We spent a long rainy week (rainy season in Central Africa!) in Kribi at the seaside in Cameroon last week. As always when you book when you want to get away from it all, you think any place will be better than where you are, and one tends to overestimate the duration one needs. That's a mistake. Just getting away from our country of posting was good, but without sunshine even Kribi had not much going for it, apart from great food (tons of fresh shrimp, ahh) and lots of time for and with the children. What saved this holiday was the fact that a colleague who has a similar positiopn to mine for the same employer in a neighbouring country was staying in the same hotel that week. I had only seen him once before, but we and our families turned out to get along very well and to have lots of things in common in terms of age, family size and aspirations, outlook on life, work and life experiences etcetera. A. and I also discovered that for all the hardships of our posting, there are definitely places that are much worse (like theirs).
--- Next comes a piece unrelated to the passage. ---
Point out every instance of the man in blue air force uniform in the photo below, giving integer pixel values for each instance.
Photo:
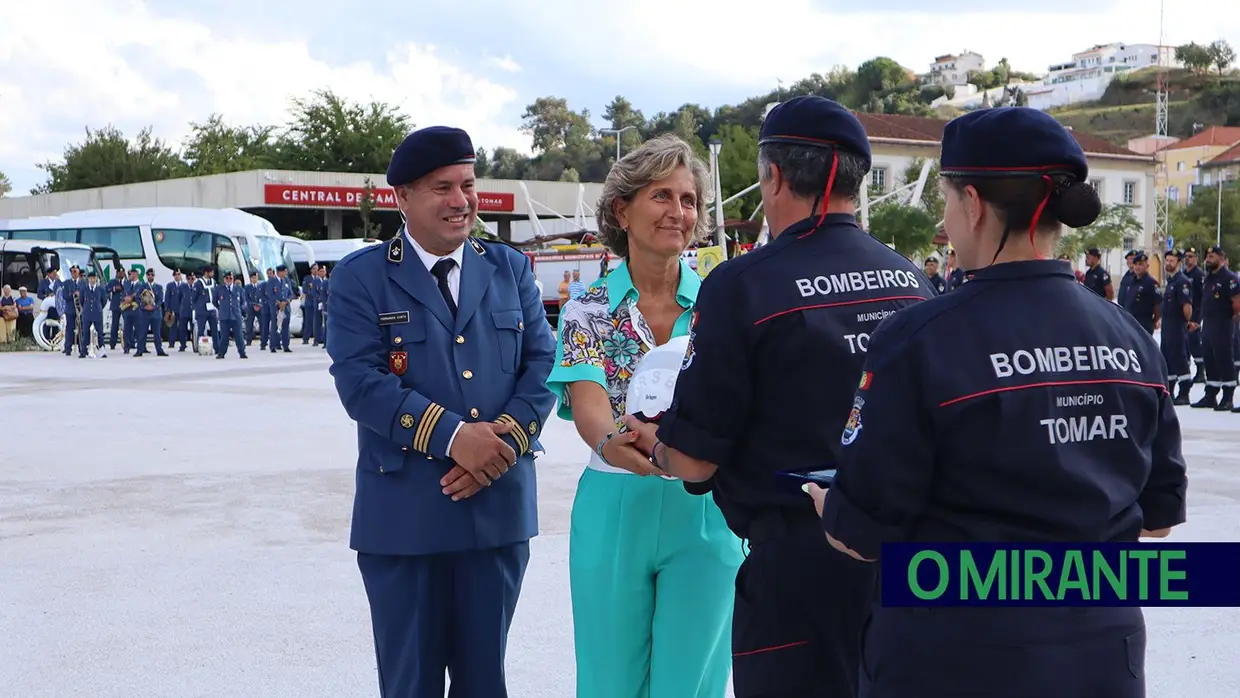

A. and I have come back refreshed. We got the stress related to our medical adventures with M. out of our systems. Also nice is the more intensive bonding with the children which I experience during leave. Especially R., our youngest, is growing up fast, becoming ever more mischievous. He's incredibly good natured: at 19 months he didn't cry even once all week. In fact he almost never cries. He is happy, laughing, very sociable, and playing the joker all the time. Strong-willed like the other two. Amazing. He and T. are thriving here in Africa. So is M., but somewhat less so as he is not enjoying his French school too much.

I came back intellectually reinvigorated as well, ready to start (and having actually started) reading again on my latest field of ever increasing interest - the Buddhist outlook on life - which I hadn't studied much since we left for our Summer break in July. Also ready to take on a number of issues at work. I am a bit puzzled at how one week of utter lethargy at the seaside can have such an energizing effect. OK I was tired but not that tired, was I, and just a week isn't all that long?